New York Daily News

June 27, 2002

Don't Parole '71 Killer Of Cops, Widow Says

Daily News Writers

ABlack Liberation Army member who helped ambush two cops in one of the city's more infamous police slayings should rot in jail and not be paroled next month, a widow of one of the cops said yesterday.

Standing outside her husband's old precinct house, Diane Piagentini said ex-radical Anthony Bottom should die behind bars for the 1971 cold-blooded slaying of Officers Joseph Piagentini and Waverly Jones.

"Anthony Bottom deserves no mercy," said Piagentini outside the 32nd Precinct. "He must spend the rest of his life in prison without parole."

  Joseph Piagentini

But City Councilman Charles Barron (D-Brooklyn) called Bottom a political prisoner.

"No matter what the situation, 30 years is enough," said Barron, a former Black Panther. "Let him out."

Bottom was one of three men who gunned down Officers Piagentini, 28, and Jones, 33, in a housing project in 1971. Piagentini was shot 13 times in the back.

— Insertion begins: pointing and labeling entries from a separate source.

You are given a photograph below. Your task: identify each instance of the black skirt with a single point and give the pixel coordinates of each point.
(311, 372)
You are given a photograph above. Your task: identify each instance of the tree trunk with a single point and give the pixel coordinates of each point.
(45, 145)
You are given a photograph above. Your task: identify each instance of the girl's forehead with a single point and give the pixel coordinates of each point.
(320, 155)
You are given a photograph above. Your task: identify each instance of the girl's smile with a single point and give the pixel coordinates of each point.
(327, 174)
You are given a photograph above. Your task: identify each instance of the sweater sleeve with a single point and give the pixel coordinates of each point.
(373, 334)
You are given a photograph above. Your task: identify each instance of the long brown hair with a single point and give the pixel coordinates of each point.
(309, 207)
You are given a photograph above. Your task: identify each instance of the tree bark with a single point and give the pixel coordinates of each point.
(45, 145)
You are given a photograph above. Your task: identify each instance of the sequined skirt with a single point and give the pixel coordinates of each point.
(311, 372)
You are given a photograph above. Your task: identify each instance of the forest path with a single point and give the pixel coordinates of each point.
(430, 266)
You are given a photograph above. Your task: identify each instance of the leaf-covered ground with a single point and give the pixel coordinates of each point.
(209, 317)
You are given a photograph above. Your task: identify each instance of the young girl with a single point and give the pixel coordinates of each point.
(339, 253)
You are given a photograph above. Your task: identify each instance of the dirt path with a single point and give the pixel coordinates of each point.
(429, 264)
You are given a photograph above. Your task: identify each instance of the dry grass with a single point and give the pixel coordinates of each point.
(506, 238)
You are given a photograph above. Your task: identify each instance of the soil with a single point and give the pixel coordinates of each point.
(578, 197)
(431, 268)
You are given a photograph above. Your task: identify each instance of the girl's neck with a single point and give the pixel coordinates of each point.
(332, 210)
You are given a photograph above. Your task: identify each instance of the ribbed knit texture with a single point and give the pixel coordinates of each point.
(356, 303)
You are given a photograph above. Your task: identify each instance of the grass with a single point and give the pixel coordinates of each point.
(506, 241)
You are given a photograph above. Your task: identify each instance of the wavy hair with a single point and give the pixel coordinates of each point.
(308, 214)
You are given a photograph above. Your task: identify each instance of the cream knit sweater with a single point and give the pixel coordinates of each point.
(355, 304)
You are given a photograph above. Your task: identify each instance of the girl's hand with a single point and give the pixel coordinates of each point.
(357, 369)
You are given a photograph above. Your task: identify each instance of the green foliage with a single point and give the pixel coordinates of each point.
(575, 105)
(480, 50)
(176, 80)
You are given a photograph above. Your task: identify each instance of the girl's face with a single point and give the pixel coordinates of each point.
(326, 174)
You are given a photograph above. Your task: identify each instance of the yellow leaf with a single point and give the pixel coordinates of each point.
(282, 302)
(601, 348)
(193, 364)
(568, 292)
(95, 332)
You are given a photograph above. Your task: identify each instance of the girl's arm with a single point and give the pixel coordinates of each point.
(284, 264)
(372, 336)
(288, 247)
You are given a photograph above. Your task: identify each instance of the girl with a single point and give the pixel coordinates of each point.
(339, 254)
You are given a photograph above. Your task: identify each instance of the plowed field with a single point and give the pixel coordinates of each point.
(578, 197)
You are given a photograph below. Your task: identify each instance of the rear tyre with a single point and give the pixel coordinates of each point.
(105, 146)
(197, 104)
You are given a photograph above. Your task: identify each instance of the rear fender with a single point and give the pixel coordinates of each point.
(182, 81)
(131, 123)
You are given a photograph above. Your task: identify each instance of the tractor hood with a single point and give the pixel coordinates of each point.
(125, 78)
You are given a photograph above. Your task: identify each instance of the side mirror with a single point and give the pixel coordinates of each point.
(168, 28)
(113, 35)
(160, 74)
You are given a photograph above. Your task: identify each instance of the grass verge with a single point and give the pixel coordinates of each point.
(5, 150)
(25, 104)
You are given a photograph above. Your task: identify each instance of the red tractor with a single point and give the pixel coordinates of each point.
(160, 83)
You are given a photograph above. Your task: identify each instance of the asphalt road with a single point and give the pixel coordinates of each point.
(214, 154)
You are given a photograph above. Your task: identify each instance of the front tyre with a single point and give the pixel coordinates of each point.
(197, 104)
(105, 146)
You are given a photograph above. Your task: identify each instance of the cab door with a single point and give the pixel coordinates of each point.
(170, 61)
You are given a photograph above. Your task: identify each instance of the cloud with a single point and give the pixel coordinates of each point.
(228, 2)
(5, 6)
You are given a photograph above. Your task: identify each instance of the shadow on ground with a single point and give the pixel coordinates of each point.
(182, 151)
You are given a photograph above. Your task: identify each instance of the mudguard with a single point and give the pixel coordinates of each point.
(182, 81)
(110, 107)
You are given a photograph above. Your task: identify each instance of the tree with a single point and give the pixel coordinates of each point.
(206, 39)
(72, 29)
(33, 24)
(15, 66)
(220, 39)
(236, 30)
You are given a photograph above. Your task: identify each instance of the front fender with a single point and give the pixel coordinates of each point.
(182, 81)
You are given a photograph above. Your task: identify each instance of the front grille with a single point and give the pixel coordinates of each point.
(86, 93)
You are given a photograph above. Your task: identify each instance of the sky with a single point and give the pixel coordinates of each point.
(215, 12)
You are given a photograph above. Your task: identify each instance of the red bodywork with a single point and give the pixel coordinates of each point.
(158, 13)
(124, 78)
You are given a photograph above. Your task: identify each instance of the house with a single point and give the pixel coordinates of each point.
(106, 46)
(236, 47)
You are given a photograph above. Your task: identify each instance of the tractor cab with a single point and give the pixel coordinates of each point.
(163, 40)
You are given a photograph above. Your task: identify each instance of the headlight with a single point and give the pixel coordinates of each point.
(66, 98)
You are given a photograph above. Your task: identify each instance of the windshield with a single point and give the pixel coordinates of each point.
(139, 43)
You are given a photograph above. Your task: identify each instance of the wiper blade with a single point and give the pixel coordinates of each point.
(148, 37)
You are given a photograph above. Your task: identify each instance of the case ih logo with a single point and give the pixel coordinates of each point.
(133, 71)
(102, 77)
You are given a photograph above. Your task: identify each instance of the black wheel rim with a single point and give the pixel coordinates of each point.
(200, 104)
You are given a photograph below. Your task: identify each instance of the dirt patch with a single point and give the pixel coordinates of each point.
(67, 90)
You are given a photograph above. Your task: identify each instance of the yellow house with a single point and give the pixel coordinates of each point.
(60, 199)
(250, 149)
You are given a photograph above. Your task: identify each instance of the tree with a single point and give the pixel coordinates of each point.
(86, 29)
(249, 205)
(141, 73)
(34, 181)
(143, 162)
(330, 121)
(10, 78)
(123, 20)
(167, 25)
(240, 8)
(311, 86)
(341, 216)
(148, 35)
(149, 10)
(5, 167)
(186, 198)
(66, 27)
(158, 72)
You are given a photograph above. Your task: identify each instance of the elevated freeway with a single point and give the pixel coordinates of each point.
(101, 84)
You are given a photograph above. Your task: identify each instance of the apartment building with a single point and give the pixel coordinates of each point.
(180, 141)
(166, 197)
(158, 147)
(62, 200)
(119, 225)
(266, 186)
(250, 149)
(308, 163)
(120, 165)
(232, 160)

Bottom, who later changed his name to Jalil Abdul Muntaquim, was sentenced to 25 years to life when he was convicted of murder in 1977. He is up for parole at the end of July because he has served 25 years in prison.

"He should be in prison for life — two lives," said Diane Piagentini, standing beneath maple trees planted in her husband's memory. "Two lives that he took away, not one."

Minutes later, Barron called on Gov. Pataki to grant clemency to Bottom and other jailed radicals — and quickly drew a firestorm of criticism.

"It's sad that an elected member of this body shows his true colors as being a supporter of domestic terrorism," Councilman Dennis Gallagher (R-Queens) said.

In turn, several African-American Council members heatedly stood up for Barron's right to introduce the resolution, citing freedom of speech.

"There are reasons why African-Americans and others acted out," said Councilman Albert Vann (D-Brooklyn), referring to the turbulent civil rights era.

Councilman Peter Vallone Jr. (D-Queens) then admonished Vann for "describing a vicious murder as 'acting out.'"

Police Commissioner Raymond Kelly, who responded to the crime scene as a young cop, called Bottom "an assassin."

"This was cold-blooded, premeditated, murder," Kelly said.